Koszaliński radny Błażej Papiernik skomentował w mediach społecznościowych kształt listy wyborczej Bezpartyjnych Samorządowców w okręgu koszalińskim. "Cała lista spadochroniarzy z Dolnego Śląska na Pomorzu Zachodnim. Po prostu wstyd i kpina" - napisał i zamieścił zdjęcie tej listy. W rubryce "miejscowość zamieszkania" przy nazwiskach większości kandydatów wpisane są miasta i miejscowości na Dolnym Śląsku.
"Podobnie w okręgu bydgoskim. Prawie cała lista spadachroniarzy" - napisał pod jego postem Kamil Heyka, szef regionu Nowoczesnej w kujawsko-pomorskim.
"Wiecie już, co to za lista! PiS bis!"
Natomiast poseł KO Michał Szczerba zwracał uwagę, że "jedynką" na liście Bezpartyjnych Samorządowócw w Opolu jest Maciej Bluj, były wiceprezydent Wrocławia.
"Człowiek Morawieckiego, pełnomocnik wojewody ds. szpitala tymczasowego we Wrocławiu – decydujący o dziesiątkach milionów bez pełnomocnictw i wynagrodzenia – kandydatem 'Bezpartyjnych Samorządowców'. Wiecie już, co to za lista! PiS bis! Dworczyk układał?" - skomentował.

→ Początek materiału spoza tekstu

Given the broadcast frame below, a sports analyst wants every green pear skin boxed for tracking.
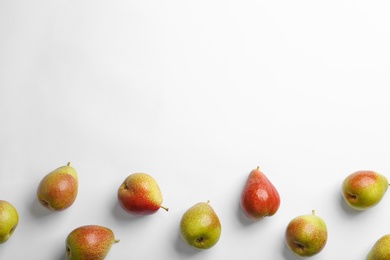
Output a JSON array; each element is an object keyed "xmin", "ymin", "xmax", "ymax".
[
  {"xmin": 0, "ymin": 200, "xmax": 19, "ymax": 244},
  {"xmin": 180, "ymin": 201, "xmax": 221, "ymax": 250},
  {"xmin": 366, "ymin": 234, "xmax": 390, "ymax": 260},
  {"xmin": 65, "ymin": 225, "xmax": 119, "ymax": 260},
  {"xmin": 118, "ymin": 173, "xmax": 168, "ymax": 215},
  {"xmin": 342, "ymin": 170, "xmax": 389, "ymax": 210},
  {"xmin": 285, "ymin": 210, "xmax": 328, "ymax": 257},
  {"xmin": 37, "ymin": 163, "xmax": 78, "ymax": 211}
]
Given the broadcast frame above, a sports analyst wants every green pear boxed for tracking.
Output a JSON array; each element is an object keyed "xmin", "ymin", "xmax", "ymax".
[
  {"xmin": 341, "ymin": 170, "xmax": 389, "ymax": 210},
  {"xmin": 65, "ymin": 225, "xmax": 119, "ymax": 260},
  {"xmin": 0, "ymin": 200, "xmax": 19, "ymax": 244},
  {"xmin": 366, "ymin": 234, "xmax": 390, "ymax": 260},
  {"xmin": 285, "ymin": 210, "xmax": 328, "ymax": 256},
  {"xmin": 180, "ymin": 201, "xmax": 221, "ymax": 249},
  {"xmin": 37, "ymin": 163, "xmax": 78, "ymax": 211},
  {"xmin": 118, "ymin": 173, "xmax": 168, "ymax": 215}
]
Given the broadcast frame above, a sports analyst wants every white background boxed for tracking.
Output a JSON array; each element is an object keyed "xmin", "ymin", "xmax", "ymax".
[{"xmin": 0, "ymin": 0, "xmax": 390, "ymax": 260}]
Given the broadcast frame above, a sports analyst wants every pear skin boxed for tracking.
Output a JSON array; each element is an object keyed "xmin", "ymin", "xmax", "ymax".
[
  {"xmin": 65, "ymin": 225, "xmax": 119, "ymax": 260},
  {"xmin": 180, "ymin": 201, "xmax": 221, "ymax": 250},
  {"xmin": 284, "ymin": 210, "xmax": 328, "ymax": 257},
  {"xmin": 37, "ymin": 163, "xmax": 78, "ymax": 211},
  {"xmin": 341, "ymin": 170, "xmax": 389, "ymax": 210},
  {"xmin": 366, "ymin": 234, "xmax": 390, "ymax": 260},
  {"xmin": 240, "ymin": 167, "xmax": 280, "ymax": 220},
  {"xmin": 0, "ymin": 200, "xmax": 19, "ymax": 244},
  {"xmin": 118, "ymin": 173, "xmax": 168, "ymax": 215}
]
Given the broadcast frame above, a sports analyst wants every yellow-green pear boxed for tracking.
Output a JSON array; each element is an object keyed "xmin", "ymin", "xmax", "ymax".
[
  {"xmin": 65, "ymin": 225, "xmax": 119, "ymax": 260},
  {"xmin": 37, "ymin": 163, "xmax": 78, "ymax": 211},
  {"xmin": 180, "ymin": 201, "xmax": 221, "ymax": 249},
  {"xmin": 366, "ymin": 234, "xmax": 390, "ymax": 260},
  {"xmin": 342, "ymin": 170, "xmax": 389, "ymax": 210},
  {"xmin": 285, "ymin": 210, "xmax": 328, "ymax": 257},
  {"xmin": 0, "ymin": 200, "xmax": 19, "ymax": 244}
]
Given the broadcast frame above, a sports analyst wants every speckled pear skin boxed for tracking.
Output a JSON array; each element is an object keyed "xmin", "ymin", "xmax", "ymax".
[
  {"xmin": 240, "ymin": 167, "xmax": 280, "ymax": 221},
  {"xmin": 180, "ymin": 202, "xmax": 221, "ymax": 250},
  {"xmin": 37, "ymin": 163, "xmax": 78, "ymax": 211},
  {"xmin": 342, "ymin": 170, "xmax": 389, "ymax": 210},
  {"xmin": 65, "ymin": 225, "xmax": 119, "ymax": 260},
  {"xmin": 366, "ymin": 234, "xmax": 390, "ymax": 260},
  {"xmin": 118, "ymin": 173, "xmax": 168, "ymax": 215},
  {"xmin": 285, "ymin": 210, "xmax": 328, "ymax": 257},
  {"xmin": 0, "ymin": 200, "xmax": 19, "ymax": 244}
]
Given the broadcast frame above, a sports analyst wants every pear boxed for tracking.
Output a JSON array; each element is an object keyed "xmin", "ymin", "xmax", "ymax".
[
  {"xmin": 37, "ymin": 163, "xmax": 78, "ymax": 211},
  {"xmin": 65, "ymin": 225, "xmax": 119, "ymax": 260},
  {"xmin": 366, "ymin": 234, "xmax": 390, "ymax": 260},
  {"xmin": 240, "ymin": 167, "xmax": 280, "ymax": 220},
  {"xmin": 0, "ymin": 200, "xmax": 19, "ymax": 244},
  {"xmin": 284, "ymin": 210, "xmax": 328, "ymax": 256},
  {"xmin": 118, "ymin": 173, "xmax": 168, "ymax": 215},
  {"xmin": 180, "ymin": 201, "xmax": 221, "ymax": 249},
  {"xmin": 341, "ymin": 170, "xmax": 389, "ymax": 210}
]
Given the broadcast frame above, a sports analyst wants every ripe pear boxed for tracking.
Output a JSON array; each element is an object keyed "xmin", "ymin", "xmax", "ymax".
[
  {"xmin": 240, "ymin": 167, "xmax": 280, "ymax": 220},
  {"xmin": 0, "ymin": 200, "xmax": 19, "ymax": 244},
  {"xmin": 366, "ymin": 234, "xmax": 390, "ymax": 260},
  {"xmin": 65, "ymin": 225, "xmax": 119, "ymax": 260},
  {"xmin": 37, "ymin": 163, "xmax": 78, "ymax": 211},
  {"xmin": 285, "ymin": 210, "xmax": 328, "ymax": 256},
  {"xmin": 180, "ymin": 201, "xmax": 221, "ymax": 249},
  {"xmin": 342, "ymin": 170, "xmax": 389, "ymax": 210},
  {"xmin": 118, "ymin": 173, "xmax": 168, "ymax": 215}
]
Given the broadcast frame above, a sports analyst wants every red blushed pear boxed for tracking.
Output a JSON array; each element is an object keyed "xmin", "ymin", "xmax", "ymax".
[
  {"xmin": 65, "ymin": 225, "xmax": 119, "ymax": 260},
  {"xmin": 341, "ymin": 170, "xmax": 389, "ymax": 210},
  {"xmin": 118, "ymin": 173, "xmax": 168, "ymax": 215},
  {"xmin": 37, "ymin": 163, "xmax": 78, "ymax": 211},
  {"xmin": 240, "ymin": 167, "xmax": 280, "ymax": 220}
]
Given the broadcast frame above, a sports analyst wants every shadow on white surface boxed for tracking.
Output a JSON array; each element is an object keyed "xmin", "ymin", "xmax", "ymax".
[
  {"xmin": 112, "ymin": 202, "xmax": 148, "ymax": 223},
  {"xmin": 174, "ymin": 231, "xmax": 204, "ymax": 257},
  {"xmin": 55, "ymin": 247, "xmax": 67, "ymax": 260}
]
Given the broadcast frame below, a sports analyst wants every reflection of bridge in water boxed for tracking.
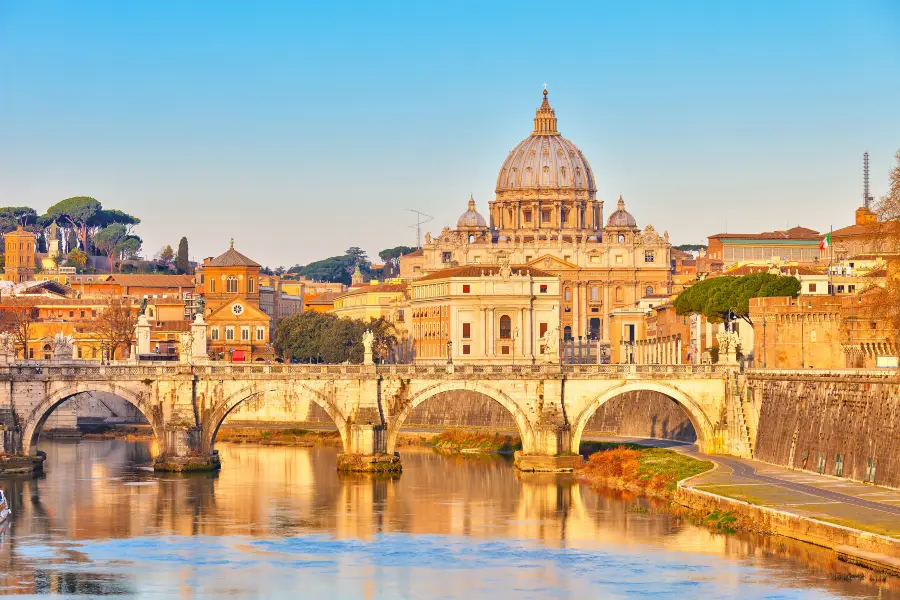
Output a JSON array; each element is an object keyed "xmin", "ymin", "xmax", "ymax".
[{"xmin": 0, "ymin": 361, "xmax": 749, "ymax": 470}]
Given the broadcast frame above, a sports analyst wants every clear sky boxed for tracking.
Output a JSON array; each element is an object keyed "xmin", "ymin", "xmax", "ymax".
[{"xmin": 0, "ymin": 0, "xmax": 900, "ymax": 267}]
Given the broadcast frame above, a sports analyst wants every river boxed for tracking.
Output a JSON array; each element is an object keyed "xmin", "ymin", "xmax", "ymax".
[{"xmin": 0, "ymin": 440, "xmax": 900, "ymax": 600}]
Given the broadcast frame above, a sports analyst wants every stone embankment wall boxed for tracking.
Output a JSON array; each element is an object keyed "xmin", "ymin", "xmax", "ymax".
[
  {"xmin": 584, "ymin": 391, "xmax": 697, "ymax": 442},
  {"xmin": 750, "ymin": 375, "xmax": 900, "ymax": 488}
]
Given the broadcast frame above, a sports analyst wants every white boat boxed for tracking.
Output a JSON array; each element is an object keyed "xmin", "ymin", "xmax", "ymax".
[{"xmin": 0, "ymin": 490, "xmax": 12, "ymax": 524}]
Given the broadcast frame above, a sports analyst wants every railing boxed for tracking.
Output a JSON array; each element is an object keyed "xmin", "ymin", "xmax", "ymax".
[{"xmin": 0, "ymin": 360, "xmax": 736, "ymax": 379}]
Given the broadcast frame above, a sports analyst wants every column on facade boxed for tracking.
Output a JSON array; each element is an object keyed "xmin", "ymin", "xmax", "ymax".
[
  {"xmin": 487, "ymin": 308, "xmax": 495, "ymax": 356},
  {"xmin": 478, "ymin": 307, "xmax": 488, "ymax": 356},
  {"xmin": 522, "ymin": 307, "xmax": 534, "ymax": 358},
  {"xmin": 513, "ymin": 308, "xmax": 525, "ymax": 356},
  {"xmin": 578, "ymin": 282, "xmax": 591, "ymax": 337},
  {"xmin": 569, "ymin": 281, "xmax": 580, "ymax": 340}
]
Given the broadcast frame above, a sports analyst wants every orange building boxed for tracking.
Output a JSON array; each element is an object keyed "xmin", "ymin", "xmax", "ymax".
[
  {"xmin": 196, "ymin": 242, "xmax": 272, "ymax": 362},
  {"xmin": 3, "ymin": 226, "xmax": 35, "ymax": 283}
]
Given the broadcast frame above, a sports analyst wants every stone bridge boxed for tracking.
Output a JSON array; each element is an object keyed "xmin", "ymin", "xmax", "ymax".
[{"xmin": 0, "ymin": 361, "xmax": 751, "ymax": 470}]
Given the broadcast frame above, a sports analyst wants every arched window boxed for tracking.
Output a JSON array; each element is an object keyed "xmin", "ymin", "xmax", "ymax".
[{"xmin": 500, "ymin": 315, "xmax": 512, "ymax": 340}]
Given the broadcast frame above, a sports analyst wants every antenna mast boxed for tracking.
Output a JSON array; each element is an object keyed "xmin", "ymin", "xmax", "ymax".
[
  {"xmin": 863, "ymin": 152, "xmax": 873, "ymax": 208},
  {"xmin": 406, "ymin": 208, "xmax": 434, "ymax": 248}
]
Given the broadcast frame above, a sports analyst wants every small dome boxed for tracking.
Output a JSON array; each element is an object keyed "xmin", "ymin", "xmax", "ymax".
[
  {"xmin": 456, "ymin": 195, "xmax": 487, "ymax": 229},
  {"xmin": 606, "ymin": 194, "xmax": 637, "ymax": 227}
]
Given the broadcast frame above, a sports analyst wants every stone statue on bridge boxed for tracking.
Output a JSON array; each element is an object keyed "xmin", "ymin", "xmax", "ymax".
[
  {"xmin": 363, "ymin": 329, "xmax": 375, "ymax": 365},
  {"xmin": 53, "ymin": 333, "xmax": 75, "ymax": 360}
]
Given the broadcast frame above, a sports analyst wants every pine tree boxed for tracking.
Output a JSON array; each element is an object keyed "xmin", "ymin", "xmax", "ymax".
[{"xmin": 175, "ymin": 237, "xmax": 191, "ymax": 273}]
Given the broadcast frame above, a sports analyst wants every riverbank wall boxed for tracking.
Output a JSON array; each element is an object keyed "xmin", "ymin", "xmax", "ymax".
[
  {"xmin": 674, "ymin": 480, "xmax": 900, "ymax": 576},
  {"xmin": 746, "ymin": 371, "xmax": 900, "ymax": 488}
]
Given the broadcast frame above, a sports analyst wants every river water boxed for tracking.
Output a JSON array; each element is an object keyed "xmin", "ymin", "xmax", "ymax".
[{"xmin": 0, "ymin": 440, "xmax": 900, "ymax": 600}]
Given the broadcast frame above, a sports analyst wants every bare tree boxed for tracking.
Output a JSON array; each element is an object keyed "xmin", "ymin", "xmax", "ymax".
[
  {"xmin": 0, "ymin": 299, "xmax": 38, "ymax": 358},
  {"xmin": 94, "ymin": 298, "xmax": 138, "ymax": 360}
]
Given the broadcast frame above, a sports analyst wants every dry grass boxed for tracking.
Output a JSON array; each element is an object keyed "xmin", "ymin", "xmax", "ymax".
[
  {"xmin": 431, "ymin": 429, "xmax": 522, "ymax": 452},
  {"xmin": 578, "ymin": 445, "xmax": 712, "ymax": 498}
]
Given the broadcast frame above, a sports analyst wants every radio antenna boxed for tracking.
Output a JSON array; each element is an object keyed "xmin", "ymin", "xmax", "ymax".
[{"xmin": 406, "ymin": 208, "xmax": 434, "ymax": 248}]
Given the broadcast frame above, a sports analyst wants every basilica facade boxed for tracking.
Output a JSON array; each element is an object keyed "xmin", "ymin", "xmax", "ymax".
[{"xmin": 401, "ymin": 90, "xmax": 671, "ymax": 356}]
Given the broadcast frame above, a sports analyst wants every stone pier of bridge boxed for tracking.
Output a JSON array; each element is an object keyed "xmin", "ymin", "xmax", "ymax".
[{"xmin": 0, "ymin": 361, "xmax": 736, "ymax": 471}]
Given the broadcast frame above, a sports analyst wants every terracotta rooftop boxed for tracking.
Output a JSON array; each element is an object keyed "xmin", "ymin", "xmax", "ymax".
[
  {"xmin": 106, "ymin": 273, "xmax": 195, "ymax": 288},
  {"xmin": 709, "ymin": 225, "xmax": 822, "ymax": 240},
  {"xmin": 304, "ymin": 292, "xmax": 344, "ymax": 304},
  {"xmin": 413, "ymin": 265, "xmax": 556, "ymax": 283},
  {"xmin": 203, "ymin": 248, "xmax": 259, "ymax": 267},
  {"xmin": 718, "ymin": 265, "xmax": 825, "ymax": 277},
  {"xmin": 336, "ymin": 283, "xmax": 406, "ymax": 298}
]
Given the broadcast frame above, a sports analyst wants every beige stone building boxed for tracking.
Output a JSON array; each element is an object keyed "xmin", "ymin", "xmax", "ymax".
[
  {"xmin": 407, "ymin": 263, "xmax": 559, "ymax": 364},
  {"xmin": 400, "ymin": 90, "xmax": 671, "ymax": 358}
]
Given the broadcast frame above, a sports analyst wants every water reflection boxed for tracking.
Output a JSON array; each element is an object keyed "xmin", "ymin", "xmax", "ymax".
[{"xmin": 0, "ymin": 440, "xmax": 897, "ymax": 600}]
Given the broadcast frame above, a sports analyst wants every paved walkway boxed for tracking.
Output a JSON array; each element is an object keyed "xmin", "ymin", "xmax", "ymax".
[{"xmin": 592, "ymin": 437, "xmax": 900, "ymax": 539}]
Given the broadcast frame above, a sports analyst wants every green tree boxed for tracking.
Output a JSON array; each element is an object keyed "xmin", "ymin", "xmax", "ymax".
[
  {"xmin": 175, "ymin": 237, "xmax": 191, "ymax": 274},
  {"xmin": 274, "ymin": 311, "xmax": 397, "ymax": 364},
  {"xmin": 43, "ymin": 196, "xmax": 102, "ymax": 252},
  {"xmin": 674, "ymin": 273, "xmax": 800, "ymax": 325},
  {"xmin": 156, "ymin": 244, "xmax": 175, "ymax": 263}
]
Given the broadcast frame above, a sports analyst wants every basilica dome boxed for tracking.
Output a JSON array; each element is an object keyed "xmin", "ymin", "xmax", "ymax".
[
  {"xmin": 606, "ymin": 194, "xmax": 637, "ymax": 227},
  {"xmin": 496, "ymin": 90, "xmax": 596, "ymax": 195},
  {"xmin": 456, "ymin": 196, "xmax": 487, "ymax": 229}
]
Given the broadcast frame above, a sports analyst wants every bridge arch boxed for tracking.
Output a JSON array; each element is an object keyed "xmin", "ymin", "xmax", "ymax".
[
  {"xmin": 387, "ymin": 381, "xmax": 534, "ymax": 454},
  {"xmin": 22, "ymin": 381, "xmax": 166, "ymax": 454},
  {"xmin": 572, "ymin": 381, "xmax": 715, "ymax": 454},
  {"xmin": 203, "ymin": 382, "xmax": 347, "ymax": 452}
]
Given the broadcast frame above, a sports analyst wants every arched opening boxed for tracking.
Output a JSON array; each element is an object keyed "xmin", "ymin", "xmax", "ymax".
[
  {"xmin": 572, "ymin": 383, "xmax": 713, "ymax": 452},
  {"xmin": 22, "ymin": 383, "xmax": 165, "ymax": 455},
  {"xmin": 202, "ymin": 385, "xmax": 347, "ymax": 452},
  {"xmin": 387, "ymin": 382, "xmax": 533, "ymax": 453}
]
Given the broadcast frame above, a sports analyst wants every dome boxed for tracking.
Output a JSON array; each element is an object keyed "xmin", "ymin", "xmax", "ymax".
[
  {"xmin": 456, "ymin": 196, "xmax": 487, "ymax": 229},
  {"xmin": 606, "ymin": 194, "xmax": 637, "ymax": 227},
  {"xmin": 496, "ymin": 90, "xmax": 597, "ymax": 199}
]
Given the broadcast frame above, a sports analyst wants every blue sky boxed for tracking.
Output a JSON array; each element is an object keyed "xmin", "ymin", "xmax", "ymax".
[{"xmin": 0, "ymin": 0, "xmax": 900, "ymax": 266}]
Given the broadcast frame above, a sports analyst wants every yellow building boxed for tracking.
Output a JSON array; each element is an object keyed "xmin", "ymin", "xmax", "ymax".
[
  {"xmin": 400, "ymin": 90, "xmax": 671, "ymax": 357},
  {"xmin": 3, "ymin": 226, "xmax": 36, "ymax": 283},
  {"xmin": 333, "ymin": 283, "xmax": 406, "ymax": 323},
  {"xmin": 406, "ymin": 264, "xmax": 559, "ymax": 364},
  {"xmin": 196, "ymin": 242, "xmax": 272, "ymax": 362}
]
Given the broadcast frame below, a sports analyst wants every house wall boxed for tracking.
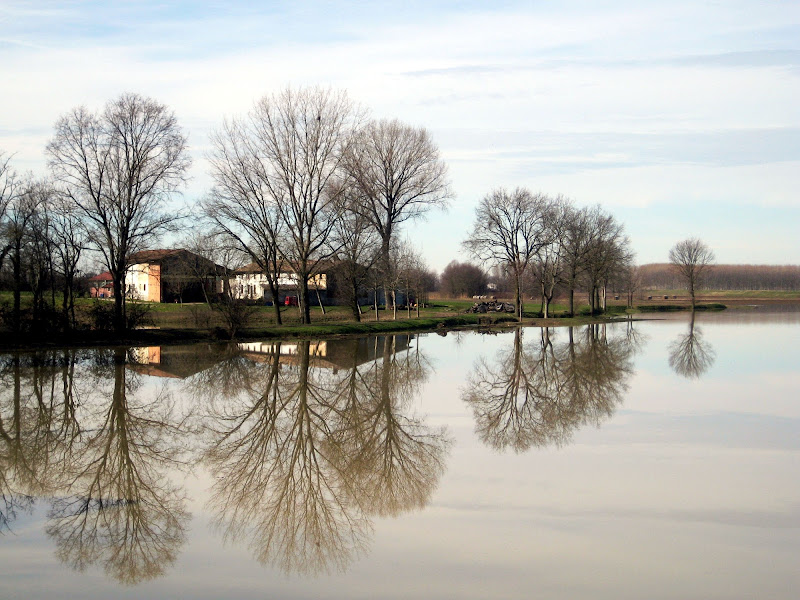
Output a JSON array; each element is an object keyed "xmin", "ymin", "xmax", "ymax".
[
  {"xmin": 125, "ymin": 263, "xmax": 161, "ymax": 302},
  {"xmin": 230, "ymin": 273, "xmax": 328, "ymax": 302}
]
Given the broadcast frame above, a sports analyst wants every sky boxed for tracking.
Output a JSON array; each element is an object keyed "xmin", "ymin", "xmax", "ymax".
[{"xmin": 0, "ymin": 0, "xmax": 800, "ymax": 271}]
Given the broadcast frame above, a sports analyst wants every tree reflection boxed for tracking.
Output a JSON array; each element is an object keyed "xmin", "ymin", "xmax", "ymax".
[
  {"xmin": 462, "ymin": 325, "xmax": 635, "ymax": 452},
  {"xmin": 334, "ymin": 336, "xmax": 449, "ymax": 516},
  {"xmin": 669, "ymin": 311, "xmax": 716, "ymax": 379},
  {"xmin": 0, "ymin": 350, "xmax": 80, "ymax": 533},
  {"xmin": 198, "ymin": 337, "xmax": 447, "ymax": 574},
  {"xmin": 47, "ymin": 350, "xmax": 188, "ymax": 584}
]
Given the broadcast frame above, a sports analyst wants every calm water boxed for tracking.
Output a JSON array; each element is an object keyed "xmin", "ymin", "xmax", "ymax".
[{"xmin": 0, "ymin": 311, "xmax": 800, "ymax": 599}]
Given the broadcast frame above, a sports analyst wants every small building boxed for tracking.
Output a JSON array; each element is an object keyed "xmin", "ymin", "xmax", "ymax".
[
  {"xmin": 230, "ymin": 263, "xmax": 333, "ymax": 304},
  {"xmin": 89, "ymin": 271, "xmax": 114, "ymax": 298},
  {"xmin": 125, "ymin": 248, "xmax": 227, "ymax": 302}
]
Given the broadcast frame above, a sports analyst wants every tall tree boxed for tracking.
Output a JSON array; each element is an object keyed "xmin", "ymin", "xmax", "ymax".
[
  {"xmin": 203, "ymin": 116, "xmax": 285, "ymax": 325},
  {"xmin": 669, "ymin": 238, "xmax": 715, "ymax": 310},
  {"xmin": 346, "ymin": 119, "xmax": 452, "ymax": 318},
  {"xmin": 464, "ymin": 188, "xmax": 548, "ymax": 320},
  {"xmin": 230, "ymin": 88, "xmax": 360, "ymax": 323},
  {"xmin": 47, "ymin": 93, "xmax": 190, "ymax": 332},
  {"xmin": 3, "ymin": 180, "xmax": 42, "ymax": 333},
  {"xmin": 583, "ymin": 205, "xmax": 633, "ymax": 314},
  {"xmin": 0, "ymin": 150, "xmax": 25, "ymax": 267}
]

Spór o nazwę "Tak! dla Polski"
Pod koniec czerwca opisywaliśmy w tvn24.pl historię sporu dotyczącą nazwy "Tak! dla Polski". Informowaliśmy wówczas, że Bezpartyjni Samorządowcy rejestrują partię polityczną o nazwie "Tak! dla Polski", czyli dokładnie takiej samej, jak Ruch Samorządowy złożony z prezydentów największych polskich miast, który wspiera opozycję. Jednak w sierpniu, jak pisała "Wyborcza", Sąd Okręgowy we Wrocławiu zawiesił rejestrację tej partii politycznej.
"Tchórzliwa próba kradzieży naszej nazwy nie udała się farbowanym samorządowcom, sojusznikom PiS-u" - mówił po tej decyzji sądu cytowany przez "Wyborczą" prezydent Sopotu Jacek Karnowski.